Título: Redimensionando o papel de Chávez
Autor: Paulo Braga
Fonte: Valor Econômico, 06/06/2006, Internacional, p. A8

Os petrodólares venezuelanos colocaram o presidente Hugo Chávez em primeiro plano na cena política latino-americana. Mas a derrota do ex-militar nacionalista Ollanta Humala no Peru ilustra que não basta ter dinheiro: é preciso saber usá-lo. Na afobação de eleger governos amigos, Chávez abusou da interferência direta no processo político-eleitoral dos vizinhos. Se deu mal e pode sair da atual rodada de eleições latino-americanas com seu eixo de influência restrito a Venezuela, Cuba e Bolívia.

Vários países usufruem das benesses venezuelanas. Chávez vem comprando títulos da dívida da Argentina, do Equador e da Bolívia. Além disso, facilitou contratos de petróleo e combustível a países como o Uruguai. Chávez distribui esses benefícios graças ao poder discricionário com que trata as receitas da Venezuela.

Mas isso não garantiu a disseminação na região de sua práxis de poder autoritária, do conjunto de idéias que ele define como socialismo bolivariano -o que quer que isso signifique-, nem do seu antiamericanismo.

Um exemplo é a proposta venezuelana de criar uma empresa regional de petróleo, a PetroAmerica, que uniria estatais sul-americanas. O presidente argentino, Néstor Kirchner, como outros líderes da região, não rejeita a proposta em público, para não constranger Chávez e continuar assim contando com os petrodólares venezuelanos. Mas não faz nada para que ela avance. O governo brasileiro também não se interesse pela fusão de empresas.

Cabe perguntar a quem Chávez de fato influencia na região.

Certamente não a Colômbia, do recém-reeleito presidente Álvaro Uribe, com quem Chávez já teve entreveros e a quem culpou pela saída da Venezuela da Comunidade Andina. Já Uribe vê apoio de Chávez à guerrilha.

O Chile tem sua própria agenda, em parte descolada da região.

A Argentina, na qual Chávez tanto apostou, é maior que a Venezuela, tem sua própria estratégia de projeção regional e parece ainda priorizar a aliança estratégica com o Brasil no Mercosul.

Uruguai e Paraguai gravitam em torno de Brasil e Argentina. E têm mais interesse no comércio com os EUA do que na Venezuela.

No Peru, Chávez não será bem-visto por algum tempo.

O México tem um projeto de abertura global e uma relação de dependência com os EUA. Mesmo que o esquerdista Andrés Manuel López Obrador vença as eleições de julho (Chávez o apóia abertamente; ele procura se desvincular do apoio), não haverá um alinhamento com a Venezuela. Nem se Obrador quisesse, aliás, pois muito provavelmente quem quer que vença não terá maioria no poderoso Congresso do México.

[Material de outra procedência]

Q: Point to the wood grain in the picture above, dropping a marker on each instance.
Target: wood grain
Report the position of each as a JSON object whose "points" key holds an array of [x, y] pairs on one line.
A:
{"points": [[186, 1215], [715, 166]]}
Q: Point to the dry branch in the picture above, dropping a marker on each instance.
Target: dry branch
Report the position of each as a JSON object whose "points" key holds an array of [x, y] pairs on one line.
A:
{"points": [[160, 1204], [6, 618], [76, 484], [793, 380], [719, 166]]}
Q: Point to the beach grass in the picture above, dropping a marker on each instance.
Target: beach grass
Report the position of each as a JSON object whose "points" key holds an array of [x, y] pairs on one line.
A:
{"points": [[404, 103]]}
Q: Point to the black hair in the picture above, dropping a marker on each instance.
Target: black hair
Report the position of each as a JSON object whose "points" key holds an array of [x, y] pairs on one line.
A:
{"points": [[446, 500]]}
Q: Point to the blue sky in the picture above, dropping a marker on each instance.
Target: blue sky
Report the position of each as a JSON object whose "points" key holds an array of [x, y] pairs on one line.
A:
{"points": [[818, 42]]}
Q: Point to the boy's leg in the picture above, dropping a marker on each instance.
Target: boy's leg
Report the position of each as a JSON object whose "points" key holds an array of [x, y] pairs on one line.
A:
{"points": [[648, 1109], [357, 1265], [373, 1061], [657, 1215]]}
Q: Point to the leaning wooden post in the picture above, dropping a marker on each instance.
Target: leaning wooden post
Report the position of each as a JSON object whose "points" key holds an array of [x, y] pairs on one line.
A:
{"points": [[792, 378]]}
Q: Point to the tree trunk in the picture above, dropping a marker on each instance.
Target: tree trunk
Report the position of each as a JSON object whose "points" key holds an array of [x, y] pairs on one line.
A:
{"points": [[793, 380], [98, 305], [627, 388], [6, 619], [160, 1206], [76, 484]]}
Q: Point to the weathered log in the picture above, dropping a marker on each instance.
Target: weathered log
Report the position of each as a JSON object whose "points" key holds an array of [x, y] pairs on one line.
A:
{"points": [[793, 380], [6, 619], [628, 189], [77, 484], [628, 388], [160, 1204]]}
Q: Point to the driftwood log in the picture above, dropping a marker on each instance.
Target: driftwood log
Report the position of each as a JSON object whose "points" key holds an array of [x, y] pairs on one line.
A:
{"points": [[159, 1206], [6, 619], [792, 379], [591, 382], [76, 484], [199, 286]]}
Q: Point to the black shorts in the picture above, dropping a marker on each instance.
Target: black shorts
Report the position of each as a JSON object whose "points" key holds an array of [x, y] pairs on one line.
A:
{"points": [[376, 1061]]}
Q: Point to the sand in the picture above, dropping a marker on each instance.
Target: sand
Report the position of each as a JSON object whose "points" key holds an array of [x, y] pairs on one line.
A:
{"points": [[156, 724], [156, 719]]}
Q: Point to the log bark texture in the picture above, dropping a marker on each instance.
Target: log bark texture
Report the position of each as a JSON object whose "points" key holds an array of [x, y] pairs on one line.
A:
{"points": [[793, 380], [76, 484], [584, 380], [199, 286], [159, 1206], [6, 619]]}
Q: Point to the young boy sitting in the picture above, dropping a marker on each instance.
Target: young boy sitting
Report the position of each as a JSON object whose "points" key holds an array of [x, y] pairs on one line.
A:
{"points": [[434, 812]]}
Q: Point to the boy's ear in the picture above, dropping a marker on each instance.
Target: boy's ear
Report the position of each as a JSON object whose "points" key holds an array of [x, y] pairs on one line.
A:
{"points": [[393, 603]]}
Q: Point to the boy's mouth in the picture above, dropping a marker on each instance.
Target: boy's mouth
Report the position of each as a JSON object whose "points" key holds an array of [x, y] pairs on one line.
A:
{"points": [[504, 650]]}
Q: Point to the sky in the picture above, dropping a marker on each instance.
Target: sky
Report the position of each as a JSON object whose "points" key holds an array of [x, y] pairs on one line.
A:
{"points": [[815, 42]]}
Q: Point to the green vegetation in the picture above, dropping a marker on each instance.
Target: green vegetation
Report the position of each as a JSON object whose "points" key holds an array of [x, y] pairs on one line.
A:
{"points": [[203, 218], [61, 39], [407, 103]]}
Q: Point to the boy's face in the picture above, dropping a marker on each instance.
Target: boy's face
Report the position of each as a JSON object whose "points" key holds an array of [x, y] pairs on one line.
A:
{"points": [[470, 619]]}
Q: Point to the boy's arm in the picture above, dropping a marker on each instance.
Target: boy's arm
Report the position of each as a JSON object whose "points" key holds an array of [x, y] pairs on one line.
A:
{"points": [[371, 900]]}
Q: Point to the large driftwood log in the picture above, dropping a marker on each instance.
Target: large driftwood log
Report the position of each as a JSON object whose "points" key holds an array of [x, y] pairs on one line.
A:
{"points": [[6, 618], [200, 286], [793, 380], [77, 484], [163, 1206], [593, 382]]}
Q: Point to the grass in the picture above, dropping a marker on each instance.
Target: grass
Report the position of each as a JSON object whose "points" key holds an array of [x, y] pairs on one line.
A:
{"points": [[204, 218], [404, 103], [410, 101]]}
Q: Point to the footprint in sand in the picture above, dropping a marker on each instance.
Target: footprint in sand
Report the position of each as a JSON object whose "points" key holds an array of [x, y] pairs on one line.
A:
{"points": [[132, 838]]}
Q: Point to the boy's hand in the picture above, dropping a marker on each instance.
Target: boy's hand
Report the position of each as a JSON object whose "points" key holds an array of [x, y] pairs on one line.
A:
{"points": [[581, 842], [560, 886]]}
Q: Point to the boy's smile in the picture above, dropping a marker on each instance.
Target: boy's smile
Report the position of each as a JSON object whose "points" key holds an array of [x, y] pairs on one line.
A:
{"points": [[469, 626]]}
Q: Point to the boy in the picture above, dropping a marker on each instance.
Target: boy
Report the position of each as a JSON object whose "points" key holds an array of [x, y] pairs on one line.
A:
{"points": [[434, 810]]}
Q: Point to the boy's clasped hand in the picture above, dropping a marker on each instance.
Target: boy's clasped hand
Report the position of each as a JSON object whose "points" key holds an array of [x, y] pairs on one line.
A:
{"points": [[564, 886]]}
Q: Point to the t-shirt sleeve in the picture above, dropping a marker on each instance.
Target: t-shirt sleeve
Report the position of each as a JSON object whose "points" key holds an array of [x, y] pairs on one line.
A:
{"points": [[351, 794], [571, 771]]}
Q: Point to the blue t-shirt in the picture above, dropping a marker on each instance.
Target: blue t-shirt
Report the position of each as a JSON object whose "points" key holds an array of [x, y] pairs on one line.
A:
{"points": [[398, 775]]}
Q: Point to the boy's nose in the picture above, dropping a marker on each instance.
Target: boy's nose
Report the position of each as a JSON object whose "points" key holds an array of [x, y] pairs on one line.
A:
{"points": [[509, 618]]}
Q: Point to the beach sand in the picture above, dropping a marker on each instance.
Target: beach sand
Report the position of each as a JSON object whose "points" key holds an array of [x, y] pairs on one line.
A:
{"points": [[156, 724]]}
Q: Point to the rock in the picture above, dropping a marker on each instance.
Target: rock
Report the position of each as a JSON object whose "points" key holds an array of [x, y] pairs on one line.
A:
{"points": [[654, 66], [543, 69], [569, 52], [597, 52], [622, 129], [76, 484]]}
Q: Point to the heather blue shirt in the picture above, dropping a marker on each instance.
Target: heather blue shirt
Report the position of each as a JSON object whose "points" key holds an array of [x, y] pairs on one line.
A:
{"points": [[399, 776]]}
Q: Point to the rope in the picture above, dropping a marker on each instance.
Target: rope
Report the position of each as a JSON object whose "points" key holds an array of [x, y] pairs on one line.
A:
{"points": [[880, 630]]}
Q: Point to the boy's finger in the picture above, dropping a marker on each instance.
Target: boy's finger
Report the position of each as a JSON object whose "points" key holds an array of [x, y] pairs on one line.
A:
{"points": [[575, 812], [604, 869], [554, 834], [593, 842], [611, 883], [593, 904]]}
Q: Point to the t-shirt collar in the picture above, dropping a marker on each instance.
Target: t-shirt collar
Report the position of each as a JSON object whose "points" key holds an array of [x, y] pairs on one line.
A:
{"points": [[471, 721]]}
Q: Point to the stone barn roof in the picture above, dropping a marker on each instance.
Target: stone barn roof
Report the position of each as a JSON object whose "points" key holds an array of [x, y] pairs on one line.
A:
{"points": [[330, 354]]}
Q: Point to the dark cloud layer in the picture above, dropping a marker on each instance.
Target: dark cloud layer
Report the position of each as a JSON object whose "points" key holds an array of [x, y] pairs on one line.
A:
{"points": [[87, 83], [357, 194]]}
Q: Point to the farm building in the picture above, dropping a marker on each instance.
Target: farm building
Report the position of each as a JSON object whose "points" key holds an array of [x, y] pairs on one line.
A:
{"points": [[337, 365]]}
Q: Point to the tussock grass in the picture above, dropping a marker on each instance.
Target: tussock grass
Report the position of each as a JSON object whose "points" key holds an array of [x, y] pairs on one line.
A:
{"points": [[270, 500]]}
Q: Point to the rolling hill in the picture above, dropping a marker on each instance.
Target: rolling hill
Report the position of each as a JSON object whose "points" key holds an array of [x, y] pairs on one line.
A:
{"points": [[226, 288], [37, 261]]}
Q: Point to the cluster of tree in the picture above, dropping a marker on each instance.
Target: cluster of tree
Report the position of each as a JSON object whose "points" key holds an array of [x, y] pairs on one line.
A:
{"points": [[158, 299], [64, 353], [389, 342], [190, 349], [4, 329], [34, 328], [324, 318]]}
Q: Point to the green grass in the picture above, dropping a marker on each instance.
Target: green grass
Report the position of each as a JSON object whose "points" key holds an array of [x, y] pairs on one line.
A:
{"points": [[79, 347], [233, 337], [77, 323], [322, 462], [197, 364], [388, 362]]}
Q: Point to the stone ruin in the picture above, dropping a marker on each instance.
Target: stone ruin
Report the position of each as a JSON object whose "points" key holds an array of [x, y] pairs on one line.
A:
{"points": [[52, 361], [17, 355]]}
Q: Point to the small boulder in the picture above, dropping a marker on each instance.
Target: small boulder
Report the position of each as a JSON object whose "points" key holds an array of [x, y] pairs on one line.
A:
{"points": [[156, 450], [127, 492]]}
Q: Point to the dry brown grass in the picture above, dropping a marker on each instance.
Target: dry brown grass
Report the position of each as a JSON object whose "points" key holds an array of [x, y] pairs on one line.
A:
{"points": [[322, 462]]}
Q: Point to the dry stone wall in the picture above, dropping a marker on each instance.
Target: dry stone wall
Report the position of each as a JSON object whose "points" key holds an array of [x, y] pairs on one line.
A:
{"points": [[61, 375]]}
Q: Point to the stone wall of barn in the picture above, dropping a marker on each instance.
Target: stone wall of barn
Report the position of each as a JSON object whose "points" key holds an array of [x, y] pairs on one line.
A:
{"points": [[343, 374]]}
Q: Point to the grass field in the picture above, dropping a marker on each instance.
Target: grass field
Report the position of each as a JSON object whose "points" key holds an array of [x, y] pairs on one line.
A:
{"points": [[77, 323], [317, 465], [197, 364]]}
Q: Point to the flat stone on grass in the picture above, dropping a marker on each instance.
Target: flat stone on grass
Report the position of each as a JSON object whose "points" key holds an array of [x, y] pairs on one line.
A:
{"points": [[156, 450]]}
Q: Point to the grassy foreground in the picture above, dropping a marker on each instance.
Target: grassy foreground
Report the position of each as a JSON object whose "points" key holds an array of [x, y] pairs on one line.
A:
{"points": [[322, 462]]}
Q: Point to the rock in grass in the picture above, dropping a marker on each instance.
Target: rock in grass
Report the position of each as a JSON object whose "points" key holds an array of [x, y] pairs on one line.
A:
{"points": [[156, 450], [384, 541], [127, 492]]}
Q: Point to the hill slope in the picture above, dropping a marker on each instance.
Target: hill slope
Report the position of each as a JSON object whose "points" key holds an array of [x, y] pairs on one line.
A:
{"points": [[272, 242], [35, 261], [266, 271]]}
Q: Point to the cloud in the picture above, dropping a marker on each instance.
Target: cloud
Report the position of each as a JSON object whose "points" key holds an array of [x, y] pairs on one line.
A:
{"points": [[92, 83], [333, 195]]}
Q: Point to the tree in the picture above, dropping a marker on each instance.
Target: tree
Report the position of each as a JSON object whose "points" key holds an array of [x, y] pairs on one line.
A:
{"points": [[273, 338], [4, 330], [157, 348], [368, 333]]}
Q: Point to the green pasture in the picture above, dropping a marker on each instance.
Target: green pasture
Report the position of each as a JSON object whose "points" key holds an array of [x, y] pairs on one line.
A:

O Equador é o alvo mais importante para Chávez agora. O país fará eleições em outubro. Há agitação social, especialmente no atuante movimento indígena, o que levou o governo no mês passado a expulsar a petroleira americana Occidental e expropriar seus ativos. Mas o Equador já teve seu candidato a Chávez, o ex-presidente Lucio Gutierrez, eleito em 2002 com o beneplácito dos movimentos sociais e indígenas e destituído em 2004. O quadro eleitoral está completamente aberto, mas é improvável que o vencedor tenha poder o bastante, num país tão instável, para se alinhar com Chávez.

Outro alvo são os países centro-americanos, especialmente a Nicarágua, mas eles também dependem do comércio com os EUA.

Sobra a Bolívia. Mas, mesmo lá, o presidente Evo Morales tem uma fração do poder que Chávez exerce na Venezuela. Morales provavelmente não terá maioria na Assembléia Constituinte e precisará negociar a nova Constituição com a oposição. Ele também não tem a receita extra que Chávez obtém do petróleo. Além disso, as províncias mais ricas devem continuar sendo controladas pela oposição.

Esse cenário sugere que pode ser exagerada a percepção da influência de Chávez e a idéia de um retorno da região ao populismo.

Mostra ainda que a afobação de Chávez fez dele um destruidor de pontes com líderes e movimentos políticos regionais. Esse é um papel que Chávez dificilmente retirará do Brasil, o de principal construtor de pontes na América do Sul, literal e metaforicamente. Isso facilita ainda a estratégia americana já explicitada de isolar o chavismo.

A grande incógnita agora é como se dará a inserção da Venezuela no Mercosul.